CREATING THE .FLV FILE
There are any number of ways to convert (encode) your video files to .flv files
which can be used by YTPlayer.swf:
1. Upload your video file to YouTube.com. YouTube will automatically
convert just about any video format to a high-quality .flv file which
you can then download and remove from their server.
2. I use FFMPEG, a command-line
utility which will convert/scale/crop between many different video and
audio formats. A Windows version and several GUI front ends of FFMPEG are available. If you are using the command line, this is the command I use to convert my hi-def Panasonic camera videos to .flv files:
ffmpeg -i input_video.mts -vcodec libx264 -r 24 -bufsize 240000000
-s 640x360 -ab 56k -ar 22050 -b 500k -maxrate 600k output_video.flv
The above command converts input_video.mts (can be .avi or other type) to
output_video.flv using h.264 encoding (-vcodec libx264) at 24 frames per
second (-r 24) and a target bit rate of 500 kibps.
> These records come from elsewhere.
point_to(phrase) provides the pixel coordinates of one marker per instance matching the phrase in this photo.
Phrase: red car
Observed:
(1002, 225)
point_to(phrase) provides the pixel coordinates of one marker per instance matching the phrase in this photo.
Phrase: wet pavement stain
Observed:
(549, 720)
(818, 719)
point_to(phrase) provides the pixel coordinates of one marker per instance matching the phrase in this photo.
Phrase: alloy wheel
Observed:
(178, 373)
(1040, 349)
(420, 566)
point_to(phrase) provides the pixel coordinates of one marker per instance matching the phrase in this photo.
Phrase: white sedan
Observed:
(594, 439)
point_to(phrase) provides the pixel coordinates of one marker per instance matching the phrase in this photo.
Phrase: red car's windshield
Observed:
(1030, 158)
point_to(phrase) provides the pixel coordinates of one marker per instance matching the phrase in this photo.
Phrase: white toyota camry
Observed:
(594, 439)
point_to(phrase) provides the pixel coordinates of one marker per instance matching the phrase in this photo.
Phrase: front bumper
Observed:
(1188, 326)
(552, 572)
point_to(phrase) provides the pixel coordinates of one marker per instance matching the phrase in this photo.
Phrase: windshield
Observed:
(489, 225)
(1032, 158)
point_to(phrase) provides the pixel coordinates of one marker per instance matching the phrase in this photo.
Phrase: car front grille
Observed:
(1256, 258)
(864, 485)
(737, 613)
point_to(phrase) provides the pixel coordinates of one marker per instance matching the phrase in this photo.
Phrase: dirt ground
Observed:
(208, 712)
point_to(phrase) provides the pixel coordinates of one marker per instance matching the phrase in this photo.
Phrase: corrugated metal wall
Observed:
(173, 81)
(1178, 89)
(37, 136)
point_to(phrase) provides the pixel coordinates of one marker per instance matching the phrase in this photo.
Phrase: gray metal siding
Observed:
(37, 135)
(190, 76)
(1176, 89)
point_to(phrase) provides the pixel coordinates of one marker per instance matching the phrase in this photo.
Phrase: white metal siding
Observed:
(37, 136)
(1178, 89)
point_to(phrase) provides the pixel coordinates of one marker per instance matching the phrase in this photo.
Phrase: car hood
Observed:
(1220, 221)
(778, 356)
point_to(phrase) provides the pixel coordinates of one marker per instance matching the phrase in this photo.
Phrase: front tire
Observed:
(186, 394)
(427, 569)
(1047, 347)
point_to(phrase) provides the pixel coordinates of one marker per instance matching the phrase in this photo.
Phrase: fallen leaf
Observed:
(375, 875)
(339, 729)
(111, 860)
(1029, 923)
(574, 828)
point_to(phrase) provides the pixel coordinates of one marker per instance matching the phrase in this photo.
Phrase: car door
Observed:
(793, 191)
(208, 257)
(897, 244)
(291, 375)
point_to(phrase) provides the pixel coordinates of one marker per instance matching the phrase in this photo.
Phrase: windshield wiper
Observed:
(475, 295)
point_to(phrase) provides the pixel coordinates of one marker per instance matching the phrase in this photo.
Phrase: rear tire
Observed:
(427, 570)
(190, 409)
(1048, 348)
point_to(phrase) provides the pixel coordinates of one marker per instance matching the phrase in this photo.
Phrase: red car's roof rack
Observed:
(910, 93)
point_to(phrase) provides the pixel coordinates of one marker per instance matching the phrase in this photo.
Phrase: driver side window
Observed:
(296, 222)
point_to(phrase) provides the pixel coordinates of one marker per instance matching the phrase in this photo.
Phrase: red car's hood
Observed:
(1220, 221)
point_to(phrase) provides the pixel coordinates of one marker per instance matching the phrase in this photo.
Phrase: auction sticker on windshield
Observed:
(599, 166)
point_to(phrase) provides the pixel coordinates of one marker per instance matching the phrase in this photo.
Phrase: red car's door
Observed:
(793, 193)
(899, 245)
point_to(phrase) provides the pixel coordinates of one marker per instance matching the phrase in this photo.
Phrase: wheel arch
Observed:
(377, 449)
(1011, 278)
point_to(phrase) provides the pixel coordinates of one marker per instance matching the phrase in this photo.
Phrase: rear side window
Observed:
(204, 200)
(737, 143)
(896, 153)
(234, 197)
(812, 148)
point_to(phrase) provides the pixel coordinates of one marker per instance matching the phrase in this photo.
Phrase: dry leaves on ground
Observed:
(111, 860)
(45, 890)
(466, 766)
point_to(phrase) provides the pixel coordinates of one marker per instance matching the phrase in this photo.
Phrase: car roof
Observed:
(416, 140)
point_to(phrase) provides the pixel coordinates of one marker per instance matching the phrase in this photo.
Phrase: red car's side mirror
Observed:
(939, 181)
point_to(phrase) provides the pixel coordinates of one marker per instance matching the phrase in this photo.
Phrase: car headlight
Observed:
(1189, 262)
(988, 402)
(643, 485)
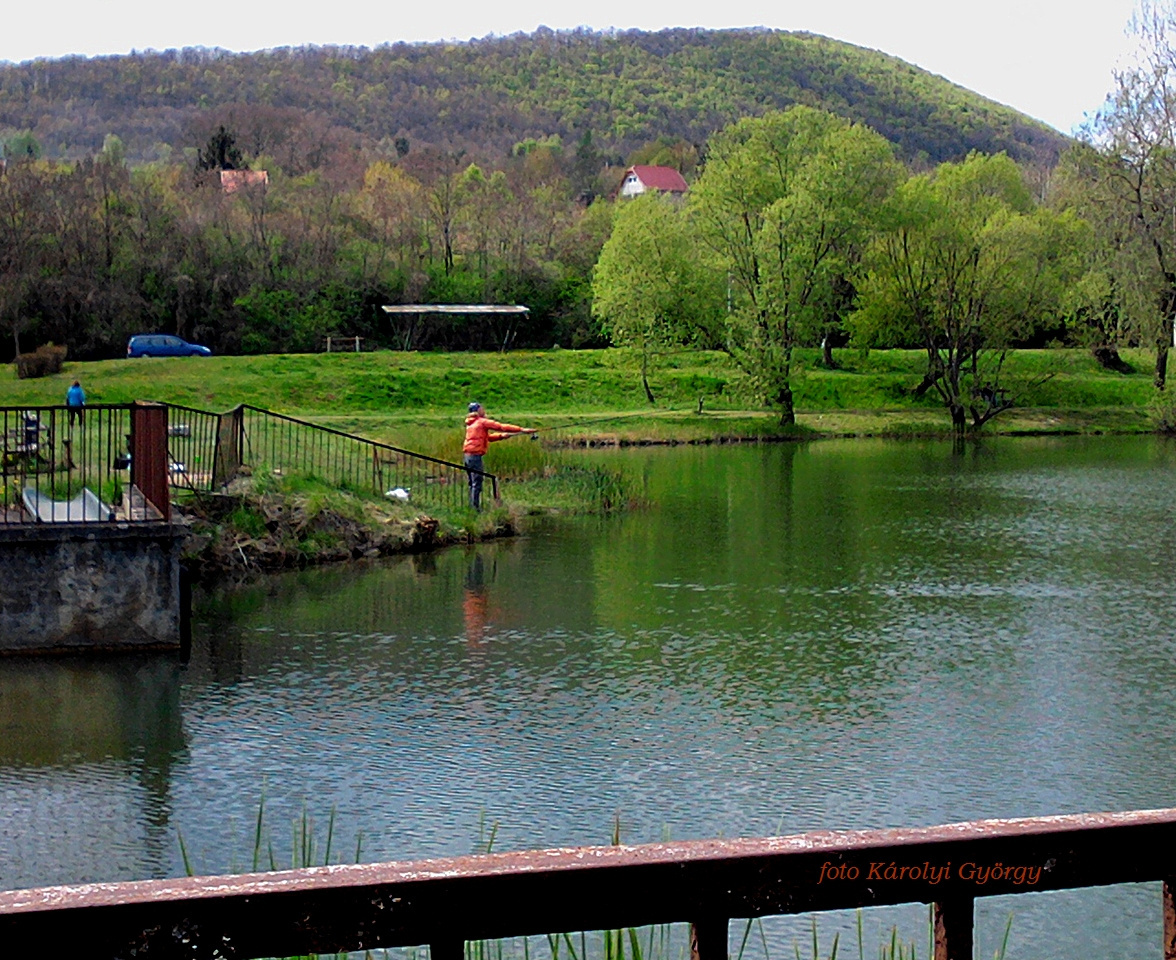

The output
video size is 640 x 360. You'll want to make sure the output video size
matches the aspect ratio of your videos (mine are hi-def, so they are 16:9,
but most standard def videos are 4:3, so you'd use -s 480x360).
The -ab 56k and -ar 22050
set the audio so it will be compatible with YTPlayer.swf. FFMPEG has much
more capability--it can crop your video, scale it, take a specific time
slice, etc. For more about how to use FFMPEG, see the
FFMPEG documentation page.
3. There are many other .flv encoders to convert your
video files. Just google "flv encoding".
That's really all there is to it. Good luck and have fun!